L’essor des ventes à perte : la réponse des propriétaires face au fléau des squats en Espagne

Confrontés à une vague croissante d’occupations illégales, les propriétaires espagnols se retrouvent dans l’obligation de brader leurs biens pour échapper aux lourdeurs administratives et judiciaires. Une situation qui révèle les failles d’un système et l’urgence de solutions adaptées.

Le marché immobilier sous pression

En Espagne, le phénomène des squats prend de l’ampleur et bouleverse le marché immobilier. Des appartements, souvent de 50 à 60 m², sont proposés sur internet à des tarifs défiant toute concurrence, allant de 50.000 à 60.000 euros, soit environ 1000 euros le mètre carré. Un prix attractif pour les acheteurs mais qui cache une réalité moins reluisante : ces logements sont fréquemment occupés par des squatteurs.

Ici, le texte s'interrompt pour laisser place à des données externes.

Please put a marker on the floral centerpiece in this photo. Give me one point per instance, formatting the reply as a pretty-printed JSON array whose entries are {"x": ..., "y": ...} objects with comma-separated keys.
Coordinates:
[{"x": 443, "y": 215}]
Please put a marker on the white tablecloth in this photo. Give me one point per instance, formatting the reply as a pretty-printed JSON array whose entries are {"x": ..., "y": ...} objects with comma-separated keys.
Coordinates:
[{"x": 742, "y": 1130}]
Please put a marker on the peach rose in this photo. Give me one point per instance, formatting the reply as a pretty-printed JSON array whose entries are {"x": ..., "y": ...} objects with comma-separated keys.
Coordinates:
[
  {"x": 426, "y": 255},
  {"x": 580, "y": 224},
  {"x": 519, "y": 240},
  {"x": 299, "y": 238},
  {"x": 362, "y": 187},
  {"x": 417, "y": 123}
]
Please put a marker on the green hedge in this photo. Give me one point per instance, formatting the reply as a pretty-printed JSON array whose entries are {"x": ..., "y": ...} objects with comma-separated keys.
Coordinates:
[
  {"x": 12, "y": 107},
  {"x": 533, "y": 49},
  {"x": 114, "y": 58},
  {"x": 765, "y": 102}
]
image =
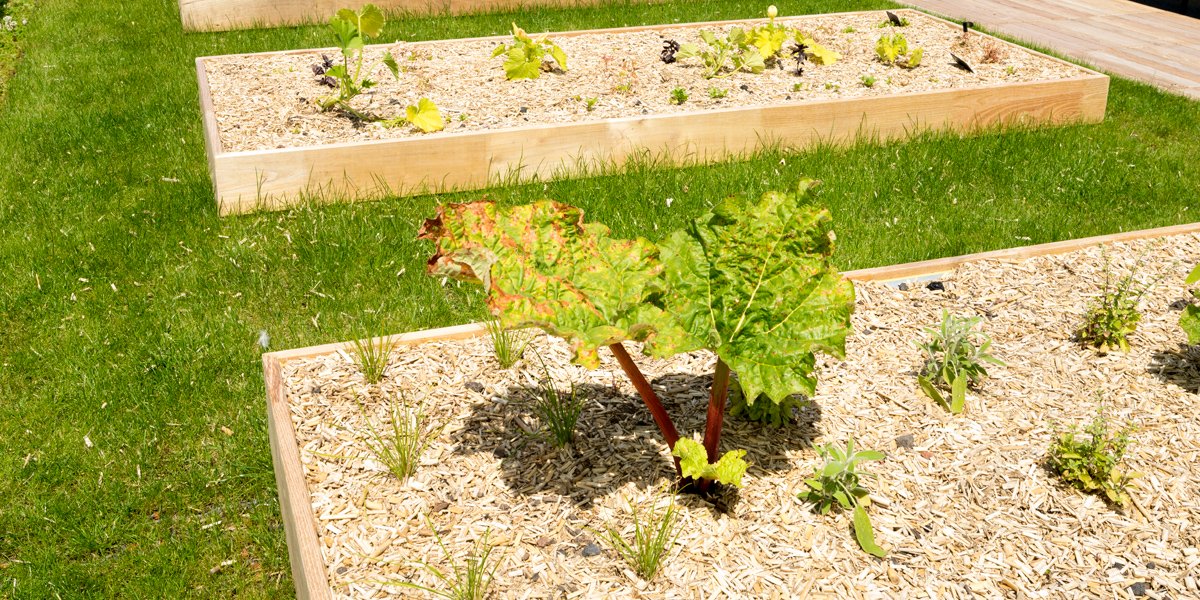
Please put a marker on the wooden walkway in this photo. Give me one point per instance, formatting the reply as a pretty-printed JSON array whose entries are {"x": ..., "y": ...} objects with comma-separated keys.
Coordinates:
[{"x": 1120, "y": 36}]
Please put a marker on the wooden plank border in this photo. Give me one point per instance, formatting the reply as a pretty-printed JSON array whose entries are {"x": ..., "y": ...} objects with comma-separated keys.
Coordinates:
[
  {"x": 295, "y": 504},
  {"x": 359, "y": 171},
  {"x": 228, "y": 15}
]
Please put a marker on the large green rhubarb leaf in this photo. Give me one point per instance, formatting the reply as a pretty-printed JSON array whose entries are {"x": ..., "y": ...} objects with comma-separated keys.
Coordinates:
[
  {"x": 753, "y": 282},
  {"x": 544, "y": 267}
]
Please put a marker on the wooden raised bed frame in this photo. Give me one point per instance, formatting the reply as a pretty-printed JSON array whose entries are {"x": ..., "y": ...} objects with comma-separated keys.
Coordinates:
[
  {"x": 226, "y": 15},
  {"x": 279, "y": 178},
  {"x": 304, "y": 545}
]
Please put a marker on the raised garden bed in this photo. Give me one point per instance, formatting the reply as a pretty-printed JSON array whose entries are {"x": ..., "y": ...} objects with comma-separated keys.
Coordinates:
[
  {"x": 963, "y": 502},
  {"x": 269, "y": 145},
  {"x": 226, "y": 15}
]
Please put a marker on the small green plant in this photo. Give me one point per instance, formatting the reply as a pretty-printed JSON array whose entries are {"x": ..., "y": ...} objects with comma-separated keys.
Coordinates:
[
  {"x": 1114, "y": 315},
  {"x": 424, "y": 115},
  {"x": 411, "y": 436},
  {"x": 371, "y": 357},
  {"x": 526, "y": 57},
  {"x": 954, "y": 361},
  {"x": 558, "y": 412},
  {"x": 508, "y": 345},
  {"x": 762, "y": 409},
  {"x": 733, "y": 53},
  {"x": 835, "y": 484},
  {"x": 653, "y": 539},
  {"x": 1191, "y": 318},
  {"x": 893, "y": 48},
  {"x": 466, "y": 582},
  {"x": 351, "y": 33},
  {"x": 1093, "y": 463}
]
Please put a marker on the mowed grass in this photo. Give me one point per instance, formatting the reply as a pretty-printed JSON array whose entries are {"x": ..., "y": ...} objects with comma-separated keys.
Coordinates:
[{"x": 133, "y": 454}]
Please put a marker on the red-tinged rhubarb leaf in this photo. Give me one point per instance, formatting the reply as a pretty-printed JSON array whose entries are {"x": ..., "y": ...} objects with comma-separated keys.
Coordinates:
[
  {"x": 544, "y": 267},
  {"x": 753, "y": 282}
]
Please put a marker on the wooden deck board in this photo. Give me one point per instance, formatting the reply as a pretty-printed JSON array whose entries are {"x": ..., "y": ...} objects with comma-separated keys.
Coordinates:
[{"x": 1121, "y": 36}]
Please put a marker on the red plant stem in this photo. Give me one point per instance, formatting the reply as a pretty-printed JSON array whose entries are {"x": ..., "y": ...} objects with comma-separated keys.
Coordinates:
[
  {"x": 652, "y": 400},
  {"x": 715, "y": 418}
]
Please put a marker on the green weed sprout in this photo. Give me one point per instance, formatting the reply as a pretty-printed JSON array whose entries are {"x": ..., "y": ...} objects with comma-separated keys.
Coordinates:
[
  {"x": 954, "y": 361},
  {"x": 835, "y": 484}
]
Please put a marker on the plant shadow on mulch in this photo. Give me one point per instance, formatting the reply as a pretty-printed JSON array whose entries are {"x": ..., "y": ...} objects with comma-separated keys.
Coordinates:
[
  {"x": 1180, "y": 366},
  {"x": 617, "y": 442}
]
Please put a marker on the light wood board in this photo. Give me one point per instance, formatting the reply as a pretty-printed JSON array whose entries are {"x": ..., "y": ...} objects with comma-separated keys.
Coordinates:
[
  {"x": 279, "y": 178},
  {"x": 295, "y": 504},
  {"x": 227, "y": 15}
]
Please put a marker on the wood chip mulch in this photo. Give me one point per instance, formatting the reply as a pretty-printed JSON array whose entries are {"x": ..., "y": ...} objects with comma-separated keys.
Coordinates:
[
  {"x": 264, "y": 102},
  {"x": 964, "y": 503}
]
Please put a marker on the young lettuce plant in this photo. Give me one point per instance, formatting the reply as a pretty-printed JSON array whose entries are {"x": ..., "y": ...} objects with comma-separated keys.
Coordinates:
[
  {"x": 525, "y": 58},
  {"x": 749, "y": 281},
  {"x": 1191, "y": 318},
  {"x": 351, "y": 33}
]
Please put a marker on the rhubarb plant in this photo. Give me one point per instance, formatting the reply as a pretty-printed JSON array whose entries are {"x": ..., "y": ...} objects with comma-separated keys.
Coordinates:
[
  {"x": 750, "y": 281},
  {"x": 1191, "y": 318},
  {"x": 526, "y": 57}
]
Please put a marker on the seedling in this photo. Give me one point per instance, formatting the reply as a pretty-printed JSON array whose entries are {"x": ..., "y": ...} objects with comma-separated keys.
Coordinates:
[
  {"x": 371, "y": 357},
  {"x": 1114, "y": 315},
  {"x": 351, "y": 33},
  {"x": 893, "y": 48},
  {"x": 411, "y": 436},
  {"x": 1191, "y": 318},
  {"x": 954, "y": 361},
  {"x": 424, "y": 115},
  {"x": 763, "y": 411},
  {"x": 652, "y": 541},
  {"x": 733, "y": 53},
  {"x": 1093, "y": 465},
  {"x": 467, "y": 582},
  {"x": 526, "y": 58},
  {"x": 508, "y": 346},
  {"x": 835, "y": 484},
  {"x": 750, "y": 281},
  {"x": 558, "y": 412}
]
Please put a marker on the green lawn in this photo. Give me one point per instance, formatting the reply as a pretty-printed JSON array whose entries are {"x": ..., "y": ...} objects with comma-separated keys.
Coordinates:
[{"x": 133, "y": 456}]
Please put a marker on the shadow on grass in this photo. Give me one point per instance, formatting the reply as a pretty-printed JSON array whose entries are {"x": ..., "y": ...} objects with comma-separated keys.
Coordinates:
[{"x": 617, "y": 443}]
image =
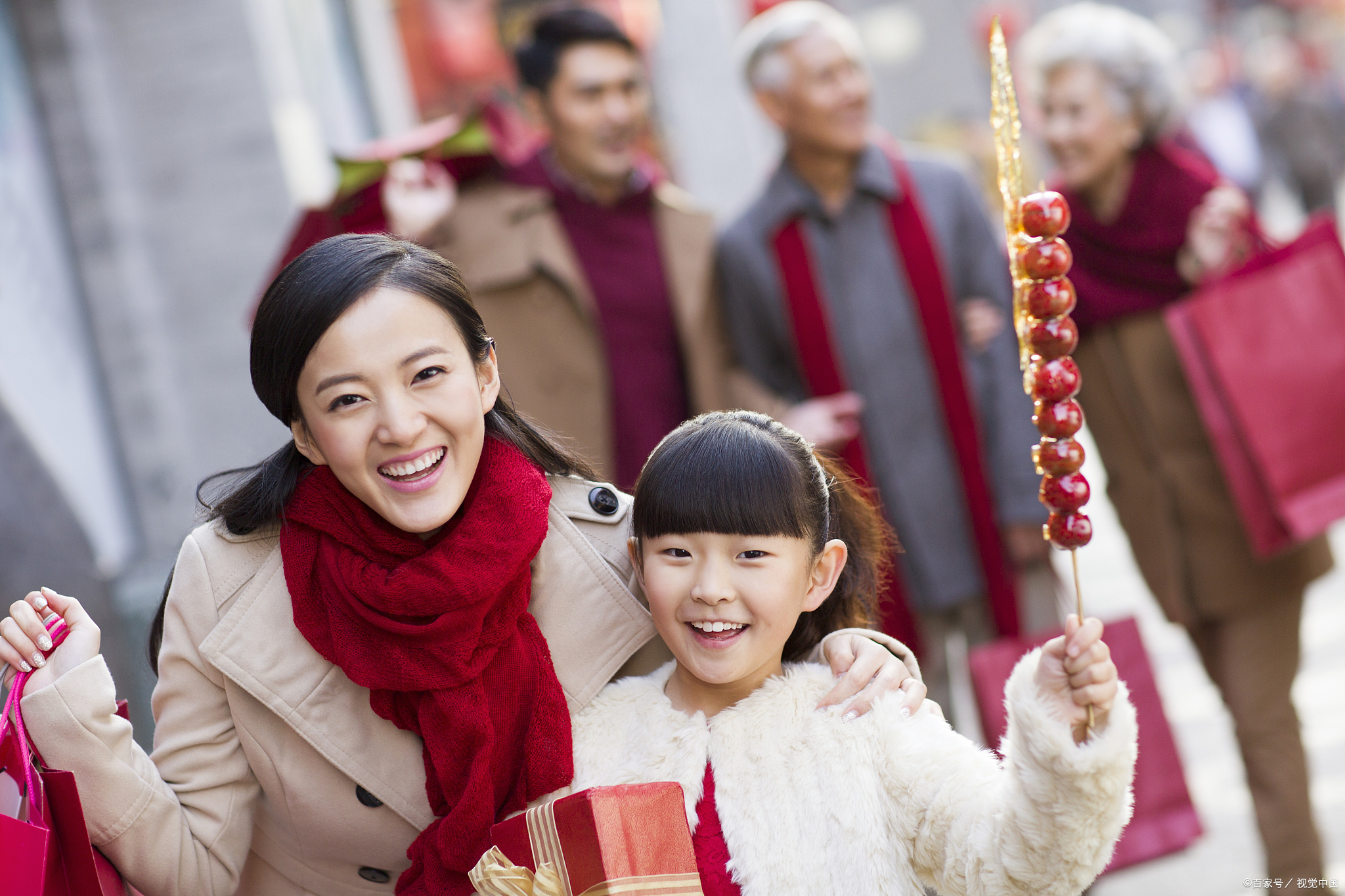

L’enfer des procédures d’expulsion

Pour récupérer la jouissance de leur bien, les propriétaires espagnols doivent se lancer dans un parcours judiciaire semé d’embûches pouvant s’étaler sur un à deux ans. Un délai décourageant, exacerbant un sentiment d’impuissance face à une législation jugée trop clémente envers les occupants illégaux.

Des solutions alternatives controversées

Dans ce contexte difficile, certains préfèrent vendre leur propriété avec une décote importante, parfois jusqu’à -35%, pour attirer les investisseurs capables de gérer ces situations complexes. D’autres optent pour des méthodes plus directes : ils proposent des paiements en liquide aux squatteurs ou font appel à des entreprises spécialisées pour exercer une pression plus coercitive.

Sécurisation accrue des logements

Face au risque accru d’intrusions illégales, les propriétaires adoptent désormais des mesures drastiques pour protéger leurs biens. Ils n’hésitent pas à renforcer la sécurité en murant fenêtres et portes ou en installant des portes blindées anti-squat.

La vigilance est de mise pour les acquéreurs potentiels

Cette situation a également un impact sur le choix des acquéreurs potentiels qui doivent redoubler de prudence lorsqu’ils envisagent d’investir dans un immeuble ou un quartier spécifique. Il suffit que quelques appartements soient squattés pour transformer tout un immeuble en ‘nid à problèmes’, rendant ainsi l’ensemble du bâtiment difficilement habitable ou louable.